Long roadtrips are great – we love those so much. We often dream of saddling up on a BMW R1250GS and riding off into the sunset. Or, for the times we crave air-conditioned comfort and when a motorcycle just won’t do, we think of the Mahindra Thar, which has a rugged charm that’s all its own and sufficient mechanical capability that would allow it to be driven to the far corners of the planet. These dreams have, however, always crumpled under the unrelenting demands of the day job and, well, the simple lack of money. There are, however, people – courageous men and women – who’ve proved that it can indeed be done, and you don’t really need tons of money or even a car or a motorcycle in order to embark on a grand adventure. What, no set of wheels? Sure, just use your own two legs. What could be simpler? Now, walking thousands of kilometres over many months or even years certainly isn’t for everyone. Not everybody has the mental and physical toughness to pull it off. But in the right circumstances, it can be done. And here’s a list of books that show how. This is part 1 of a two-part series on walking adventures.
Walking Home From Mongolia, by Rob Lilwall
Ten million steps through China, from the Gobi Desert to the South China Sea – that’s what it took for adventurer Lilwall to get home from Mongolia. ‘Starting in the Gobi desert in winter, Lilwall sets out on an extraordinary six-month journey, walking almost 5,000km across China. Along the way he and his cameraman Leon brave the toxic insides of China’s longest road tunnel, explore desolate stretches of the Great Wall and endure interrogation by the Chinese police. As they walk on through the heart of China, the exuberant hospitality of cave dwellers, coal miners and desert nomads keeps them going, despite sub-zero blizzards and the treacherous terrain,’ says the publisher’s note. ‘Rob writes with humour and honesty about the hardships of the walk, reflecting on the nature of pilgrimage and the uncertainties of an adventuring career. He also gives a unique insight into life on the road amid the epic landscapes and rapidly industrialising cities of backwater China,’ it adds.
‘As Rob [and cameraman Leon, who documents the journey for a 4-part TV series produced by National Geographic] journey into northern China, it is the portrayal of expedition reality that I found to be the greatest strength of Rob’s book. Far from the tales spun by travelling scholars, historians, hippies and dreamers to be found inhabiting the same shelves in bookshops, Walking Home From Mongolia has no ambition to play to childish notions of the romance of travel. If you’re looking for a book in which to live out some Far Eastern travelling fantasy, this probably isn’t going to be for you. But if a warts ‘n’ all exposé of the challenges faced by a ‘professional’ expeditioner looking for a meaningful journey in a rapidly-changing modern world is a prospect that floats your boat, I can highly recommend Walking Home From Mongolia,’ says Tom Allen.
Walking Home From Mongolia is available on Amazon
Where the Indus is Young: A Winter in Baltistan, by Dervla Murphy
Another gem from British writer and adventurer, Dervla Murphy, who passed away last year at the age of 90. ‘One winter in the mid-1970s, Murphy, her six-year-old daughter Rachel, and Hallam, a hardy mule, walked into Baltistan close to Pakistan-held Kashmir, the frozen heart of the Western Himalayas.
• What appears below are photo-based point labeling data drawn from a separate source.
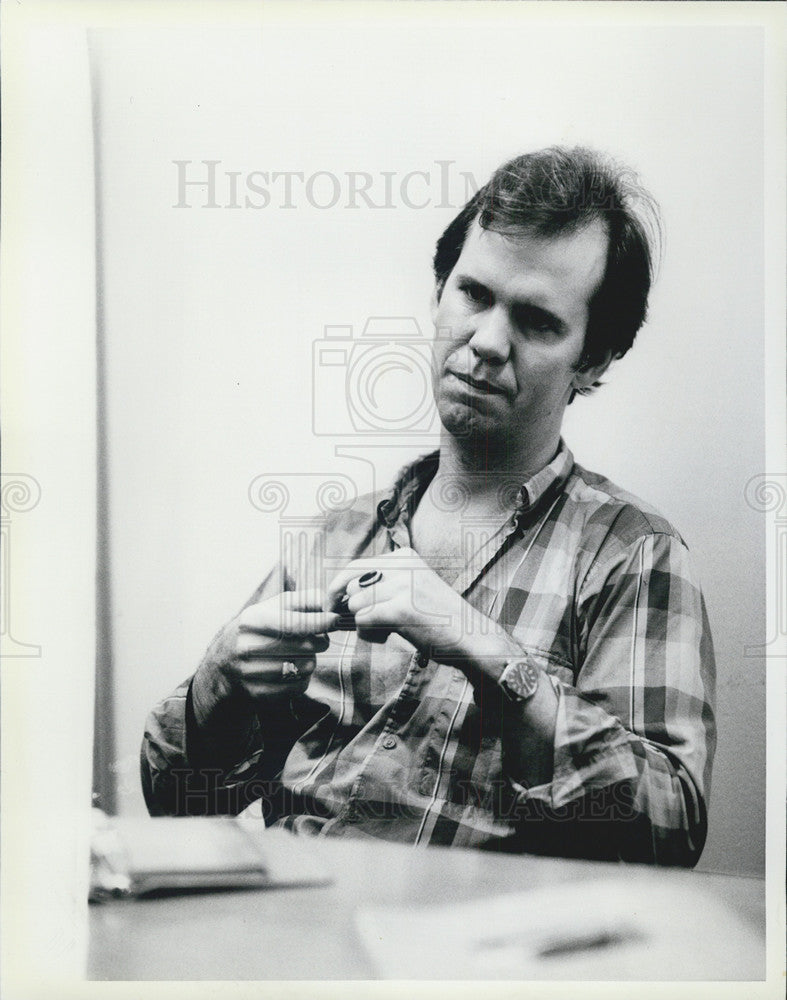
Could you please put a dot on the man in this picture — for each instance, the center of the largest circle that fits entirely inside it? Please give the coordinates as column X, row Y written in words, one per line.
column 547, row 687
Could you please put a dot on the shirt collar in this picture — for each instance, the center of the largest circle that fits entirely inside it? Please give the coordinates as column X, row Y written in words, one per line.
column 414, row 478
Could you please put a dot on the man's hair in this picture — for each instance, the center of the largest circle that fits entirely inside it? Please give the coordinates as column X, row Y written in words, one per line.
column 558, row 191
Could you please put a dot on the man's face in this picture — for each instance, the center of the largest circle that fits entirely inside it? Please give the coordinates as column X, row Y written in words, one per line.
column 511, row 324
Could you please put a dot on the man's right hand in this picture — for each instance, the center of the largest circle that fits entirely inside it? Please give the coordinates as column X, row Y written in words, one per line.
column 267, row 651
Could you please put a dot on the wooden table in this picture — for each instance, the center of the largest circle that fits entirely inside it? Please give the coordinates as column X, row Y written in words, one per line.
column 309, row 932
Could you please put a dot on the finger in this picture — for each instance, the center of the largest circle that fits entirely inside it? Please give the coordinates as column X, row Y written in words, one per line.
column 279, row 623
column 338, row 584
column 257, row 644
column 301, row 600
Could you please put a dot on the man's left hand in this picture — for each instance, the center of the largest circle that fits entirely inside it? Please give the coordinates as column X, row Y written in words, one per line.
column 412, row 600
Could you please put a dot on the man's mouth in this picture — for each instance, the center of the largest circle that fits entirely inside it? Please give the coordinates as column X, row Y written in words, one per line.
column 479, row 384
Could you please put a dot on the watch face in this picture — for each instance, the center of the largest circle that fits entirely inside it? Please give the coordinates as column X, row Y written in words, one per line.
column 519, row 679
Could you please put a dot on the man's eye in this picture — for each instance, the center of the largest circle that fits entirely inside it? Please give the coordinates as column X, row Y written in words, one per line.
column 476, row 293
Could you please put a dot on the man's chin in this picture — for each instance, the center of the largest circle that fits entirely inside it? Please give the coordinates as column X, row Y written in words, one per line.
column 466, row 423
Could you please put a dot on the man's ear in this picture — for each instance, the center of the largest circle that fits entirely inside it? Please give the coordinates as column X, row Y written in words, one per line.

For three months they travelled along the perilous Indus Gorge and into nearby valleys, making a mockery of fear, trekking through the forbidding Karakoram mountains and lodging with the Balts, who farm one of the remotest regions on earth. Despite the hardship, Dervla never forgot the point of travel, retaining enthusiasm for her magnificent surroundings and using her sense of humour to bring out the best in her hosts, who were often locked into the melancholic mood of mid-winter. This hair-raising, quirky and vivid account of their adventure is a classic of travel writing,’ says the publisher’s note.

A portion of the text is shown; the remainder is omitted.